In my experience, the question is really whether the first one or the second one is sharper or more in focus. And my current ophthalmologist now uses a system where the two images are shown at the same time; one on the left and the other on the right.
At my last exam, the doctor had an eye chart that had variable content. It was nice. I didn’t feel like I was reciting every chart I’d seen for the past 60 years.
I don’t think so. I’ve been spending a lot of time with ophthalmologists, due to upcoming eye surgery. Yesterday the techs varied the projected charts between eyes, as they’ve done every time. Sometimes even on the same eye, when they want me to try again on a particular line/size. I guess it’s office-specific, but mine seem keen to avoid any memorization.
A friend had enough speeding tickets to warrant a retake of his driver’s test. He’d always had an “L” on his license (corrective lenses required). He wore glasses, but occasionally drove without and worried about being caught.
Prior to his re-test he got fitted with contacts. He didn’t like wearing them, but he could tolerate them for a few hours. He told the examiner he’d had corneal surgery and had 20-20 vision. He was tested and passed, no more “L”.
Maybe it’s a case that the opthamologist would rather have an “A to A” comparison of both eyes using the same eye chart, because the possibility of the test being skewed by memory of the letters is not as strong as the possibility of the test being skewed by using different charts.

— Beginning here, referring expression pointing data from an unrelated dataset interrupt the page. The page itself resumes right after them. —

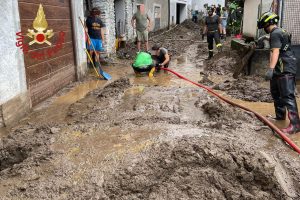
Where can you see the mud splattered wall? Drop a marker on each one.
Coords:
(49, 67)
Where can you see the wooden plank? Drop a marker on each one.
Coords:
(66, 49)
(49, 87)
(29, 11)
(68, 38)
(55, 25)
(60, 3)
(47, 69)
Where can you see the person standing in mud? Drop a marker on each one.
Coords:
(142, 22)
(212, 29)
(281, 72)
(224, 22)
(95, 28)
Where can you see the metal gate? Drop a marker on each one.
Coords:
(49, 64)
(290, 19)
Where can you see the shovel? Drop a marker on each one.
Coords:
(105, 75)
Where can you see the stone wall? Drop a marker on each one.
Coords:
(130, 9)
(108, 17)
(163, 4)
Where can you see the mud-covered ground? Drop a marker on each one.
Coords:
(141, 138)
(175, 40)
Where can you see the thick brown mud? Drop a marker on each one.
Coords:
(142, 138)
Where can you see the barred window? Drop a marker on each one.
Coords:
(290, 19)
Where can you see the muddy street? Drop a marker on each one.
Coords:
(152, 138)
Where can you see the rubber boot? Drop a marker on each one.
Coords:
(210, 54)
(294, 125)
(280, 112)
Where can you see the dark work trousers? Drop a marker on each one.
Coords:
(283, 93)
(211, 36)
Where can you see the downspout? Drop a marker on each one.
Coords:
(281, 12)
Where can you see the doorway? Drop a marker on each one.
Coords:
(120, 17)
(180, 13)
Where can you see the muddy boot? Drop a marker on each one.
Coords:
(294, 125)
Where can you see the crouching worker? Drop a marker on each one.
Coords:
(143, 63)
(162, 57)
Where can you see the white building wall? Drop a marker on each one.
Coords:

Same here. The initial eye chart has always been just one part of the testing and I figure whatever discrepancy might show up there comes out when doing the other parts (A or B? A or B?).

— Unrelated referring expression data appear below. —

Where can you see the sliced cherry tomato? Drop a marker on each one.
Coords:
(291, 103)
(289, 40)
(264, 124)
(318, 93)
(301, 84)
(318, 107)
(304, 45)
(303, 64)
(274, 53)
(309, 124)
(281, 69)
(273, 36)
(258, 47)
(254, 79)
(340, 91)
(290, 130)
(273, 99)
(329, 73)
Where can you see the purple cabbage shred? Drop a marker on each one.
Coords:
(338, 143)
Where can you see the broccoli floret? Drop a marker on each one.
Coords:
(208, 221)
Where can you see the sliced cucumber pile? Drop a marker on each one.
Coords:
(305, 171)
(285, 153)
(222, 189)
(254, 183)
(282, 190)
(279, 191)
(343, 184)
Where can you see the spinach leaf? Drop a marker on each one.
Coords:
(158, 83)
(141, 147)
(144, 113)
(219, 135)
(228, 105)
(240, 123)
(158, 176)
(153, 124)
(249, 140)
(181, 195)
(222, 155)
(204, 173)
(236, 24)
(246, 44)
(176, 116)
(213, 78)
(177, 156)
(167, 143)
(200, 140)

The only place it really matters how many rows you can read is at the division of motor vehicles.
I often say stuff like, “that looks like an ‘h’, but it’s fuzzy”, and the key part of the test is “which looks better, a or b?”

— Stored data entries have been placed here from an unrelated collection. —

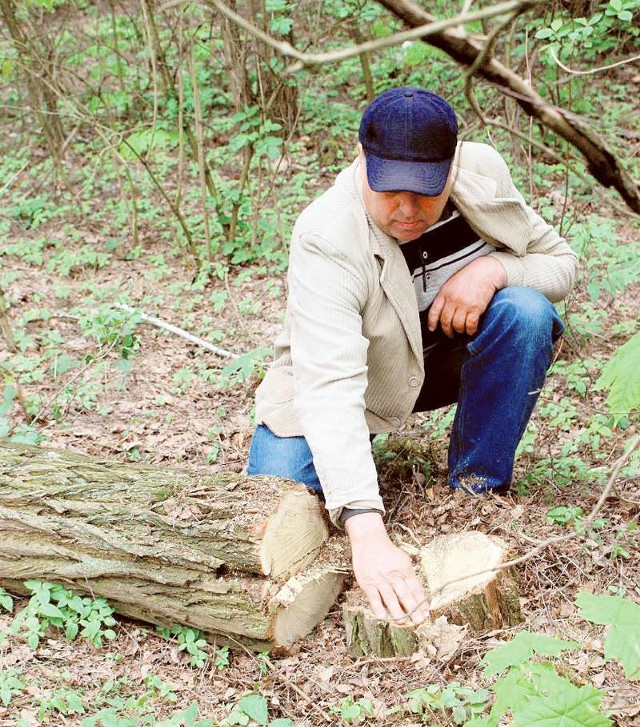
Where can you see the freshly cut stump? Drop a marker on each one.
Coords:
(368, 635)
(234, 556)
(460, 580)
(459, 573)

fwiw, my childhood optician said that smarter people can read further down the eyechart with the same vision – there’s a lot of post processing in vision. But again, it’s really not about how far down you can read, it’s about finding the best correction and making sure it’s good enough.
First, there is no benefit for cheating on eye exams. If I have trouble seeing as clear with one eye over the other, I’m going to mention that to my doctor.
Second, the reading of the rows isn’t about getting the precision of your prescription of your individual eyes. It’s an indicator of where the doctor should start when fine tuning between this power or this power. The doctors are practiced at getting to the correction you need for each eye.
The letters and font selected are known as the optotype and designed to be equivalently discernible at the same size while inducing a sufficient number of confusions with similar letters at low acuity. A lot of these were paper charts with fixed values - the ETDRS chart which was originally created for diabetic retinopathy but now used for general acuity. Some electronic versions scramble the order, but then there does arise an issue of creating confounds where one line is easier to identify than another even though they’re the same size/visual angle.
They also don’t just shrink the line and then stop when you can’t read it and call it “good enough.” They can repeat with a previous line to verify, and also a standard eye exam includes other measures like axis angle for testing astigmatism, if your responses for similar stimuli are not systematically similar, this may be evidence of faking good or faking bad, or misunderstanding the task, and repeats may be needed.
At the DMV? Quite frankly they don’t care much to make it an issue, you can fake your way if you really want to.